The U.N.'s special investigator on Iran says the human rights situation and repression of Iranian women and activists has worsened since Hassan Rouhani became president in 2013.
Dr. Ahmed Shaheed says "in my view the overall situation has worsened, as indicated by the surge in executions."
Shaheed told reporters in Geneva on Monday that 753 death sentences were carried out in Iran last year, compared with 580 in 2012.
He lamented that Iran executes more people per capita than any other country and that more than half of the death sentences were for drug-related crimes.
He spoke in Geneva as U.S. Secretary of State John Kerry and the clerical regime’s Foreign Minister Mohammad Javad Zarif resumed talks on the Iranian regime’s nuclear program in the Swiss city of Lausanne to try to narrow gaps before a March 31 deadline for an outline political agreement.
"There is a lot of concern amongst the Iranian society that the nuclear file may be casting a shadow over the human rights discussion," Shaheed told a news briefing.
Shaheed says Iran has also introduced a number of laws putting pressure on dissidents, rights activists and journalists.
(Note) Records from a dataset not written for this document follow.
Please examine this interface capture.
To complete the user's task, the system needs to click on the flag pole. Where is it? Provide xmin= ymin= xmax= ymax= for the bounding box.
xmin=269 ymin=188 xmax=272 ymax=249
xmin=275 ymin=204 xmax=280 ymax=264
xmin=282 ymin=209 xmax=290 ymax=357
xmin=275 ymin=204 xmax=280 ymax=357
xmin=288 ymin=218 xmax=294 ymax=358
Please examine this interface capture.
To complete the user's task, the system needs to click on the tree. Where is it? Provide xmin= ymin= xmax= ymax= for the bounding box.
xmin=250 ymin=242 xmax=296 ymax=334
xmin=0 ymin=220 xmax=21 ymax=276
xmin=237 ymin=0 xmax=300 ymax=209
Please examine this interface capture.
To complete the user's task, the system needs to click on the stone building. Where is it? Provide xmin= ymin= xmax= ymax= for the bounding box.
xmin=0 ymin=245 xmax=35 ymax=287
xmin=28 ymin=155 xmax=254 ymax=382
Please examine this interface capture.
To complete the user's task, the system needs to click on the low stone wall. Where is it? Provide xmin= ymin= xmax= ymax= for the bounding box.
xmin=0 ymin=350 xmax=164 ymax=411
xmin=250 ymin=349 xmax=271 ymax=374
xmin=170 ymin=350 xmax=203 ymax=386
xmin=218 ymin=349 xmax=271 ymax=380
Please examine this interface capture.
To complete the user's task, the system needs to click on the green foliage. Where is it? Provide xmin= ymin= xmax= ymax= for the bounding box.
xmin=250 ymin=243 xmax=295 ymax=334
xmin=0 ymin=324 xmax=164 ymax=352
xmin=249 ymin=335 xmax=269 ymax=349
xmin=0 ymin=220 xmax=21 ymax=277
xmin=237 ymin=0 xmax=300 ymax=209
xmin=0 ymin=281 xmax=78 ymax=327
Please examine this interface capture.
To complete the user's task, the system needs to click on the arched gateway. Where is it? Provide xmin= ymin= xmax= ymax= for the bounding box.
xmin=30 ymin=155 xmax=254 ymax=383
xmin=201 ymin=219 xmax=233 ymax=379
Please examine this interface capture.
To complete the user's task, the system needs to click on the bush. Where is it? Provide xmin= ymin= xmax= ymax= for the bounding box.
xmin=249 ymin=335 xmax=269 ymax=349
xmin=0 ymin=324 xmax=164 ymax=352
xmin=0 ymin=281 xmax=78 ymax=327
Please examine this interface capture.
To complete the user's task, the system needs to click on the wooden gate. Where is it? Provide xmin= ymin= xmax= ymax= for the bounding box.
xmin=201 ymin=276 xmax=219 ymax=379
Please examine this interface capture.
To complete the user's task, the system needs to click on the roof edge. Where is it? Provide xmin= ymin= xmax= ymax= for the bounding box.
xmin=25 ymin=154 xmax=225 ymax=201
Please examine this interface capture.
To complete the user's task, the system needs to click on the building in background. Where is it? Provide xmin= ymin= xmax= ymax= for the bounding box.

Iran is one of the countries in the world that imprisons most journalists, he said.
Journalists, as well as activists, lawyers and opposition politicians are often charged with breaching a range of national security laws, including on propaganda against the system, and offending regime’s leaders, he said.
Mr. Shaheed, a Muslim and former foreign minister of the Maldives has not been allowed to visit Iran since taking up the independent post.
Mr. Shaheed has been the target many personal attacks which often include crude insults and defamatory remarks by the highest official of the Iranian regime.
Last April he wrote in an article: “The attacks against me and other UN officials pale in comparison to those often reported by Iranians who exercise their fundamental rights to free expression, belief, assembly, and association.”
“When people ask me how I feel when officials attack me or the Secretary-General, I can only respond: I am far from a victim. The real victims of these personal attacks are those that live in fear of airing their beliefs, those whose grievances continue to be ignored, and those who continue wait in silence for remedy.”